I agree with the general logic behind this, however I think that right now the greatest threat is the Others, who give every indication of being personified forces of nature out of balance that threaten to exterminate all living things. (Old Nan said that they "hated ... every creature with hot blood in its veins," but "hate" may be part of the personification. I also doubt that many plants would survive their Long Winter, FWIW.)

I agree that the dragons and all of the fire magic are a form of imbalance on the other side, but at the moment three individual dragons have much less potential to cause apocalyptic destruction, so they might still be used as tools in the defeat of the Others - and hopefully destroyed in the process, as the magics of ice and fire mutually annihilate each other, paving the way for some kind of calmer equilibrium to be restored.

And I know that some people might disagree, but I see Dany as at least having the potential to recognize that the threat of all life being exterminated is more important than her juvenile dreams of conquest, and agree to use her dragons against the Others.

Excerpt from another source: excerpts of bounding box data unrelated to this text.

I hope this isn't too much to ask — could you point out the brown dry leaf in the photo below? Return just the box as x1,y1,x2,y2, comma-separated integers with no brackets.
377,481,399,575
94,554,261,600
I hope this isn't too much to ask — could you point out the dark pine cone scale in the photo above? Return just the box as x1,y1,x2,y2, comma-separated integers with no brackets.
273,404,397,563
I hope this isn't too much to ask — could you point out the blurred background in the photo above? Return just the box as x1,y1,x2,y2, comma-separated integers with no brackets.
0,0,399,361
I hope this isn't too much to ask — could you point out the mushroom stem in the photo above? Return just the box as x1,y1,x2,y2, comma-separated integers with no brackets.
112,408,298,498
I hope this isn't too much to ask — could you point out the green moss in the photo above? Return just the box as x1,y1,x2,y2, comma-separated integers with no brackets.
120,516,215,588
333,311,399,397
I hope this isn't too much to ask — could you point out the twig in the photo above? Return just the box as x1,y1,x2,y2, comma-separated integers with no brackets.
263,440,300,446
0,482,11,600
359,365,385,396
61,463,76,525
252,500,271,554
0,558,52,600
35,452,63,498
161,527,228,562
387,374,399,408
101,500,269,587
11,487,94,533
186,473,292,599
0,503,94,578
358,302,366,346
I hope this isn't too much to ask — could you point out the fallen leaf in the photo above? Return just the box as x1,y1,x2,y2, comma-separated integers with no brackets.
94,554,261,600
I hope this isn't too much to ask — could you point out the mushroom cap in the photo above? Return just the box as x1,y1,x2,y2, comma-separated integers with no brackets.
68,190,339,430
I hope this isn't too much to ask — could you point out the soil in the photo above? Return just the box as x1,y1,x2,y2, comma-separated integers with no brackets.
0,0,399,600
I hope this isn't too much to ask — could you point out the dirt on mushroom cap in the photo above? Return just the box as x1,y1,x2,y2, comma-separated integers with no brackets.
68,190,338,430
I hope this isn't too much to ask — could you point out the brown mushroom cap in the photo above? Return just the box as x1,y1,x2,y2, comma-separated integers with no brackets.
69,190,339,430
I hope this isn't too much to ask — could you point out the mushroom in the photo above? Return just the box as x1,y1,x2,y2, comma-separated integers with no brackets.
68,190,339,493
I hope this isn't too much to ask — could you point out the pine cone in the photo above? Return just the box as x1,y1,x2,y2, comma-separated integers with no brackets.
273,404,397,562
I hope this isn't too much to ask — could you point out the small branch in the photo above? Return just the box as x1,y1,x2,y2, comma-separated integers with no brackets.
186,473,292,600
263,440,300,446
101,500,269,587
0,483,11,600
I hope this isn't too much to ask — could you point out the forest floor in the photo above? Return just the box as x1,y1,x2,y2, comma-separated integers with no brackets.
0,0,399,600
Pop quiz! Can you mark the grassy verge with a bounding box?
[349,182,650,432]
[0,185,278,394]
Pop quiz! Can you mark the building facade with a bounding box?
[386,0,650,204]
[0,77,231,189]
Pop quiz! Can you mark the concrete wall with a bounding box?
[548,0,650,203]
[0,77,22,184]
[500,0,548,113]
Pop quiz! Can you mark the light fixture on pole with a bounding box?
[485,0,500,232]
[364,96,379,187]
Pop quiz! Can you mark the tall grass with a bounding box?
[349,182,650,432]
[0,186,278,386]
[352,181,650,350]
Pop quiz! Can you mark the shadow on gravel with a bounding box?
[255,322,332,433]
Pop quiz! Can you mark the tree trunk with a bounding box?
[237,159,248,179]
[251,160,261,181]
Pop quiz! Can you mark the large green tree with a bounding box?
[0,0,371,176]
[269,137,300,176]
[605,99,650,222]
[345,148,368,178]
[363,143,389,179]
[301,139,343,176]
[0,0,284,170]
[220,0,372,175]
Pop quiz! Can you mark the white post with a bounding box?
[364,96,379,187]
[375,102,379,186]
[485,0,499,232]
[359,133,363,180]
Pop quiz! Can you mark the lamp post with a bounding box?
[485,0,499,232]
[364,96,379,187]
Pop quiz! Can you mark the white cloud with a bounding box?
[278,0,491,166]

If the Others hadn't returned, she and her dragons might indeed be the greatest threat to Westeros, but changes in circumstances can inspire changes in characters, and she might just rise above the "fire and blood" conquest ethos of her Targ ancestors, just as some of the other characters might rise above the petty game of thrones that they've been playing, also at great cost in human blood. At least I'm hoping so.

Sort of like global warming in the real world. It should inspire us to rise above our petty politics and power plays, etc. It hasn't really so far, but conditions probably haven't really gotten apocalyptic enough yet for the majority to realize that it really is an existential threat.